During the three-week program, students spent mornings attending three-hour seminars and afternoons attending extracurricular activities, working on their speaking and writing skills, as well as participating in virtual lunches with professors; and topic-oriented events. like food justice and movie talks.

“It seemed like a great opportunity to get to know people and see what it’s like to take classes there (at the BU),” says Hakkaoui. “I also felt like I didn’t have a lot of opportunities to learn humanities in high school. So that seemed like a great way to see if I find it interesting or maybe not. “

Being on Zoom did not dampen the enthusiasm of the students. “I like to learn from these teachers because they are very interactive, even if we had the small end of the stick” thanks to COVID, says Hakkaoui.


An intellectual community can be created online.

Susan Mizruchi, director of the BU Center for the Humanities

“As of this week alone, I’m just super excited for college so I can attend classes like this, because it’s so interesting and so much fun to be a part of it,” Leon says.

The faculty, after a year of virtual teaching experience, “have been excellent at bringing students into the conversation and bringing them to life in a Zoom format,” Mizruchi said. “An intellectual community can be created online. She believes this year’s cohort may have been limited by the pandemic; next year, she hopes for a larger group.

“Are we looking forward to next summer when we can have these students on campus, when we can feed them in the mess halls and show them around campus and take them on field trips to places like Walden Pond?” Yes we are, ”she said. “I hope I can twist the arms of these faculty members and have them come back next year to do it in person. But I think it was a great success.

A proof ? Retention is sometimes an issue for summer programs, as the season offers so many tempting alternatives, she says.
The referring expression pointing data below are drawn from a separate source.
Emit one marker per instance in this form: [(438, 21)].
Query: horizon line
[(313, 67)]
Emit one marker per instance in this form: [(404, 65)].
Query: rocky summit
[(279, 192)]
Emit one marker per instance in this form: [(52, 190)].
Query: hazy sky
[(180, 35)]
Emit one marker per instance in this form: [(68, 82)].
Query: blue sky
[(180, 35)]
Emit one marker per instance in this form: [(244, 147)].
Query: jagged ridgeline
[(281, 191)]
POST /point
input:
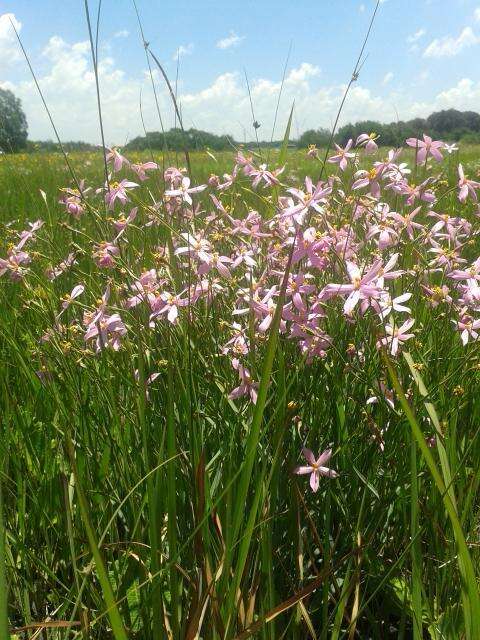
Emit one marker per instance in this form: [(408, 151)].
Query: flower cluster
[(356, 247)]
But The One and the Many at BU didn’t have a single student to take off. And that’s even if two of the students were traveling to visit their families; one logged in from Honduras and another participated part of the time from Pakistan.

“I think it’s a great thing for the University to attract more high school students,” Uden says. “I hope that in the future it might expand the type of high school students who apply to BU, who feel they could possibly be able to study successfully at the university level, that we instill that confidence in them. .

“And certainly from a classical literature teacher’s perspective,” he says, “if we see a more diverse range of students in our classes and interested in classical texts, that would be a wonderful thing.”